A spróbujcie tylko zasugerować, że neoliberalny kapitalizm w kraju realnego darwinizmu nie jest najlepszym z możliwych systemów. Możecie liczyć, że jak każdemu prowokatorowi czy szaleńcowi, który ośmieli się podnieść rękę na najwspanialszy system w historii ludzkości, zostanie wam ta ręka odrąbana.

Ba, trwa już przygotowywanie gruntu i lanie fundamentów pod dociśnięcie nam śruby i zmiażdżenie wszelkiego oporu, jeśli PiS zostanie zastąpione przez bratnią partię. Silni Razem już wieszczą nam lata wyrzeczeń i poświęceń, jak tylko dojdą do władzy, by przywrócić stan państwa, który będzie dla nich atrakcyjny.

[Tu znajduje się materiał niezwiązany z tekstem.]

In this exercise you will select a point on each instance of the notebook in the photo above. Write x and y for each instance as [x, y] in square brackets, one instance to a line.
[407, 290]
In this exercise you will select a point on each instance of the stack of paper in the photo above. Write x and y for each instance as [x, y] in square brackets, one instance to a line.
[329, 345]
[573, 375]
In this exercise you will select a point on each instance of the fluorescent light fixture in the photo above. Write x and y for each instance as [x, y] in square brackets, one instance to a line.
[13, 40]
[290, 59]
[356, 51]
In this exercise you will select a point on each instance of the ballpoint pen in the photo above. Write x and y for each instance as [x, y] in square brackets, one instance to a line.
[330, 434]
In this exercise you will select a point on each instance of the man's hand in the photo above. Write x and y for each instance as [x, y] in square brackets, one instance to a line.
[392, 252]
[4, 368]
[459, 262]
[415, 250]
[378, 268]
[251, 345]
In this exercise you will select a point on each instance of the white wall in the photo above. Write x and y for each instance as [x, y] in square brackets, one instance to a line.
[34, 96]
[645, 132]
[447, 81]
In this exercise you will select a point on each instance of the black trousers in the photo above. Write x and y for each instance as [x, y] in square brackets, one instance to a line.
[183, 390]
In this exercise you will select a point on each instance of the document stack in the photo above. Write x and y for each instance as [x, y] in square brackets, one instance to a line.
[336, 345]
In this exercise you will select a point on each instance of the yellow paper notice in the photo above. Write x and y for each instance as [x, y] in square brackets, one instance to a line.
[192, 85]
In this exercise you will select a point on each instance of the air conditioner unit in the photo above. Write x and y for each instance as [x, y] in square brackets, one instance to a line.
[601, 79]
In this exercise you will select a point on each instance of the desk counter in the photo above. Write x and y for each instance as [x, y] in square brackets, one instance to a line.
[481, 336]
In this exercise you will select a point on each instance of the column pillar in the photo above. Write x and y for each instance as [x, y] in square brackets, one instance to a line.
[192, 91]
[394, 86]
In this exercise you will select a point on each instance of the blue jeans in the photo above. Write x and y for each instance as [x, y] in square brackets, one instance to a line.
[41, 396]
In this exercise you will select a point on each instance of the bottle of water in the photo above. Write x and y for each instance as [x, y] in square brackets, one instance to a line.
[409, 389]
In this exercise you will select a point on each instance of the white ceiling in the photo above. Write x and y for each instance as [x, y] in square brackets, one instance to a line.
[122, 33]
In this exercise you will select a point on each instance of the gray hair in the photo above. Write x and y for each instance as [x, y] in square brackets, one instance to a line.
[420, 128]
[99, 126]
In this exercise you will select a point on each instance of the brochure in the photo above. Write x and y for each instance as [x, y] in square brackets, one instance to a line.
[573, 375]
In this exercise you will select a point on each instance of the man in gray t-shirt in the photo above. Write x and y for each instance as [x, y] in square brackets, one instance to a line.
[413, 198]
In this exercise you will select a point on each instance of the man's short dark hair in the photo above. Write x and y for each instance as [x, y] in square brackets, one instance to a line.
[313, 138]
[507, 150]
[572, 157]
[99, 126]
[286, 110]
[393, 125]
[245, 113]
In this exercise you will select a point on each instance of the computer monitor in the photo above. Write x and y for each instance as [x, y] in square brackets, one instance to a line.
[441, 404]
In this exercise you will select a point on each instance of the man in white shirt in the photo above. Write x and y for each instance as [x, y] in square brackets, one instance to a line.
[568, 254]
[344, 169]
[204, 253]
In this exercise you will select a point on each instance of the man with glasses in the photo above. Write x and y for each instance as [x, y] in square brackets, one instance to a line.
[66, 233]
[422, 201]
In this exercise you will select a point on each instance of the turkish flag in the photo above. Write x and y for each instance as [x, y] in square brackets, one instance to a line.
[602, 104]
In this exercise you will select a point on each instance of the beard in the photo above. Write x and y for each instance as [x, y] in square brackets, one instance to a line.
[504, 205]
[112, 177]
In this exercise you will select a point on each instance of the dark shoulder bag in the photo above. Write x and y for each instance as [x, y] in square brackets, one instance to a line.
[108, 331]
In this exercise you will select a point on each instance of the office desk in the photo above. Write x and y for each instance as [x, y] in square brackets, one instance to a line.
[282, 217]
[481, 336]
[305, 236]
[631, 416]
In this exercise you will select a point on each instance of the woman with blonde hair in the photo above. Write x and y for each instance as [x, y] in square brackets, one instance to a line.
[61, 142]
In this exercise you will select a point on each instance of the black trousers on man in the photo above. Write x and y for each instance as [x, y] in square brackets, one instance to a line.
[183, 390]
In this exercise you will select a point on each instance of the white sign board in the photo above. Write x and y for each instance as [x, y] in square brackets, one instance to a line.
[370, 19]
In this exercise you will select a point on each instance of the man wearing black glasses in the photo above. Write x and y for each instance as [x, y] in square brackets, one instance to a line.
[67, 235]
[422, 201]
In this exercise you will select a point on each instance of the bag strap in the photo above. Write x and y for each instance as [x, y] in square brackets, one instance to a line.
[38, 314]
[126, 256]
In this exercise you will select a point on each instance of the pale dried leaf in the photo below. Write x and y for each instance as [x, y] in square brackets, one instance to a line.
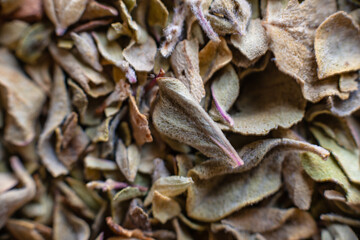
[212, 57]
[69, 226]
[187, 122]
[59, 109]
[12, 200]
[265, 105]
[64, 13]
[23, 101]
[141, 56]
[169, 186]
[254, 43]
[337, 30]
[139, 124]
[185, 64]
[164, 208]
[87, 49]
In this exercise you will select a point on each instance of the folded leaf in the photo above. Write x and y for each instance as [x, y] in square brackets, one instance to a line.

Państwa, w którym kilkadziesiąt lat poznańskim zrywie dosztukowuje się napis „O boga” na pomniku, przepisując historię na nowo, zabierając pieniądz nam, przeciętnym Polakom, by oddać go oligarchom i ubranej w sutanny okupacji.

66 lat Poznańskim Czerwcu jego postulaty pozostają nadal aktualne – a wręcz aktualizują się z każdym mijającym rokiem.

Bo o wolność, prawo i chleb nadal w tym nieludzkim kraju trudno.